Le climat est un thème explicitement cité par l’article R 122-20 II 5°a) du code de l’environnement sur lequel étudier les « effets notables probables de la mise en œuvre du plan, schéma, programme ou autre document de planification sur l’environnement ». Ainsi, l’atténuation des émissions de gaz à effet de serre mais aussi l’adaptation des autres thématiques environnementales et plus largement du territoire aux effets du changement climatique font partie des réflexions qui doivent venir nourrir les choix stratégiques développés.

Sur la base des dynamiques du diagnostic territorial, l’adaptation au changement climatique doit pouvoir orienter les choix stratégiques de ces documents pour aller vers plus de résilience et d’agilité. Il est fondamental de croiser ces objectifs avec d’autres enjeux environnementaux ou sociétaux afin de favoriser les co-bénéfices et les synergies :

  • sécurité des personnes et des équipements sur les risques ;
  • santé et qualité de vie ;
  • facilitation des migrations d’espèces et du maintien d’une biodiversité ;
  • gestion de l’eau et action touristique sur les territoires alpins.

Au niveau de la démarche d’évaluation environnementale, cela se traduit par l’ « articulation avec d'autres plans, schémas, programmes ou documents de planification et, le cas échéant, si ces derniers ont fait, feront ou pourront eux-mêmes faire l’objet d’une évaluation environnementale » (Art. R 122-20 II 1 du code de l’environnement). Il s’agit en premier lieu d’identifier puis d’intégrer les orientations données par les stratégies nationales ou locales dédiées au climat, à l’air et à l’énergie comme le plan national d’adaptation au changement climatique, les schémas régionaux (SRCAE / SRADDET), les plans climat-air-énergie territoriaux…

 

Au niveau des 48 catégories soumises à études d’impact de projets, le thème « climat » est un des facteurs environnementaux qui doit être étudié dans l’ensemble de ses composantes au niveau de l’ « état actuel de l’environnement », « des incidences du projet », « des solutions de substitution raisonnables » et les « mesures prévues par le maître d’ouvrage pour éviter, réduire et compenser, lorsque cela est possible les effets négatifs notables » (Cf. Art. R 122-5 du code de l’environnement).

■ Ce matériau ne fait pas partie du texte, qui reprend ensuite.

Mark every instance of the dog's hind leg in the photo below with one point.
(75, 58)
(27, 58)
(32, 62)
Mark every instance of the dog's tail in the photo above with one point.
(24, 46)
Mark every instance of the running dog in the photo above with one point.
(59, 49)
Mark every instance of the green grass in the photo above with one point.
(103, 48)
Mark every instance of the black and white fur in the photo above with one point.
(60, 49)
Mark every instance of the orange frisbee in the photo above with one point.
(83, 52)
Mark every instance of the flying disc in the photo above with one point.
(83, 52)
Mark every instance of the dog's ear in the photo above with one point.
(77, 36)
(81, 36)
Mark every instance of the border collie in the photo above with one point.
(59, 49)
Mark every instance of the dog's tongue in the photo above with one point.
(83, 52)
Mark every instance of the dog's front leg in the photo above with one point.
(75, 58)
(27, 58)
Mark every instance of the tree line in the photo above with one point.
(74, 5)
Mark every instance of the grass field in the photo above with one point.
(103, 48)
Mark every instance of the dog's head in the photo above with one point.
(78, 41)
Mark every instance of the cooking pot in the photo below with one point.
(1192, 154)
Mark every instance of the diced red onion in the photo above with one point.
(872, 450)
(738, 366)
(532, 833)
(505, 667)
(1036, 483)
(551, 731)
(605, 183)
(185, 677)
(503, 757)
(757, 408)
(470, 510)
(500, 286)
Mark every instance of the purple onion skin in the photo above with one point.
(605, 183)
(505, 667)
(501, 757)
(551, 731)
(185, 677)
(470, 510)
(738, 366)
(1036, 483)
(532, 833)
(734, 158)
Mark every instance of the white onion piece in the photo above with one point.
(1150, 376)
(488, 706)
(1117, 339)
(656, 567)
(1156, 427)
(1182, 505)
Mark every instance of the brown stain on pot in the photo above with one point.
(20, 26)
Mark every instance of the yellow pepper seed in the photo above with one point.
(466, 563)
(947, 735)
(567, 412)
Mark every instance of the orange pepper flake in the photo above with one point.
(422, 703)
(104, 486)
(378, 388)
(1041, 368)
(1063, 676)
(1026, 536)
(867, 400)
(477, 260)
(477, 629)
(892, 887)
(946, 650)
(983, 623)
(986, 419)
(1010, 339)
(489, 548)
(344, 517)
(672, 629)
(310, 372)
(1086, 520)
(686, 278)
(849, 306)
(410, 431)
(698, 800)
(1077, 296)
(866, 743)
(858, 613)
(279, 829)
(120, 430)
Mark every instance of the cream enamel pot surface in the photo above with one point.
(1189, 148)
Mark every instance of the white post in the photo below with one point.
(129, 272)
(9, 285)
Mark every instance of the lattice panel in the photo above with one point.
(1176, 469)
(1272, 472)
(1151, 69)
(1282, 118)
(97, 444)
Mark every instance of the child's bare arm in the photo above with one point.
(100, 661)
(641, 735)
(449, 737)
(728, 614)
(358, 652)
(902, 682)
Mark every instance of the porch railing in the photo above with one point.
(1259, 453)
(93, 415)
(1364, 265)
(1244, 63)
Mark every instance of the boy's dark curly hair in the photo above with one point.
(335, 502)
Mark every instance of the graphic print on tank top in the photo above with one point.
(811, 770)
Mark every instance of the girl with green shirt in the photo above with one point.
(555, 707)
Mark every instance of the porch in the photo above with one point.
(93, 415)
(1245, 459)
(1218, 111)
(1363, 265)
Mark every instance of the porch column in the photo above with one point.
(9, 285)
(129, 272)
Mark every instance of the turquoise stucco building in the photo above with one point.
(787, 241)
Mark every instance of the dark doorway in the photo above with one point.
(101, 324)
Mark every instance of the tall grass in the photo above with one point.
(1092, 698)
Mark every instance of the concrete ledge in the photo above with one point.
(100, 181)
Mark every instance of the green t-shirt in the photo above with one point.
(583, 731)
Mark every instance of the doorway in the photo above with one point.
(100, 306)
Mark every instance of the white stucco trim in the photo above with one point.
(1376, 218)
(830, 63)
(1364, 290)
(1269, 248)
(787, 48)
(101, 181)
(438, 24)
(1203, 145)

Plus spécifiquement, il est demandé depuis 2016 à l’ensemble des projets soumis à étude d’impact d’analyser les « incidences du projet sur le climat et de la vulnérabilité du projet au changement climatique » (Cf. Art. 122-5 II 5° f du code de l’environnement).

Ce diagnostic de vulnérabilité du projet au changement climatique est nécessaire afin d’identifier et anticiper les fragilités des aménagements et de leurs usages. Cela permet ensuite de prévenir les dommages consécutifs au changement climatique sur les infrastructures en les adaptant. Cet alinéa est également à rapprocher de l’article 122-5 II 6° de code de l’environnement du fait des incidences avérées du changement climatique sur la fréquence et l’intensité des événements météorologiques exceptionnels et donc aux catastrophes naturelles notamment

Il doit donc être présenté pour les tous les projets « une description des incidences négatives notables attendues du projet sur l’environnement qui résultent de la vulnérabilité du projet à des risques d’accidents ou de catastrophes majeurs en rapport avec le projet concerné » (Cf. Art. 122-5 II 6° du code de l’environnement).

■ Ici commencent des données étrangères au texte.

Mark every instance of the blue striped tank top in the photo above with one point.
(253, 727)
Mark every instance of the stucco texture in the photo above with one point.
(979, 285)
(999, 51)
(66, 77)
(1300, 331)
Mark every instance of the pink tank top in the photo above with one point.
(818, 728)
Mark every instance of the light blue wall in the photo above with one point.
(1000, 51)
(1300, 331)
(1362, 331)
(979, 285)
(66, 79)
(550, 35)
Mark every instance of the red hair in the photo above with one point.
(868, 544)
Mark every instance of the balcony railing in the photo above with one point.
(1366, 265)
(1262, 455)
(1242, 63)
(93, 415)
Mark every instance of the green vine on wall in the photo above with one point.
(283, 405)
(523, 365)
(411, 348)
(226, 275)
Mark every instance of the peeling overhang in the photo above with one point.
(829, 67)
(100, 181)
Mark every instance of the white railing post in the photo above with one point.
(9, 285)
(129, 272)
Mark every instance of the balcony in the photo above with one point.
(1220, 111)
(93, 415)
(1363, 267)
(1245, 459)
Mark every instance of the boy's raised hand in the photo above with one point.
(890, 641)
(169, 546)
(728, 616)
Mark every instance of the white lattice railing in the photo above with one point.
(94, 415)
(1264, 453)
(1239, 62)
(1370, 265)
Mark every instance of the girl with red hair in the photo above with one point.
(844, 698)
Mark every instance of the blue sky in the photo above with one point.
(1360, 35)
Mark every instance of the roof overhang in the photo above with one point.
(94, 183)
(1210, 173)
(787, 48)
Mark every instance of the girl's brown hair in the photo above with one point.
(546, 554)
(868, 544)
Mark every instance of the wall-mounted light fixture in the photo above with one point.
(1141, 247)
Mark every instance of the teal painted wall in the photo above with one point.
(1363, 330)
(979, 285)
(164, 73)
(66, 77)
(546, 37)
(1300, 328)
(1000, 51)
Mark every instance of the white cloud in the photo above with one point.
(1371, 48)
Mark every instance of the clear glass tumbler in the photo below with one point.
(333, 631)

Enfin, le code monétaire et financier impose aux grands investisseurs (sociétés de gestion de portefeuille, assurances, mutuelles, caisses de retraite…) de publier des informations sur l’intégration de paramètres environnementaux et sociaux dans leur politique d’investissement.

L’analyse des risques associés au changement climatique (notamment l’impact sur la valeur des actifs que pourraient avoir le changement climatique et les événements météorologiques liés à ce changement, les dégâts qu’ils entraînent ou encore les conséquences sur la disponibilité des ressources nécessaires aux activités économiques) ainsi que l’appréciation de leur contribution aux objectifs environnementaux de long terme font l’objet d’une attention particulière pour les entités et organismes de placement collectif dépassant le seuil de 500 M€ de bilan consolidé ou d’encours.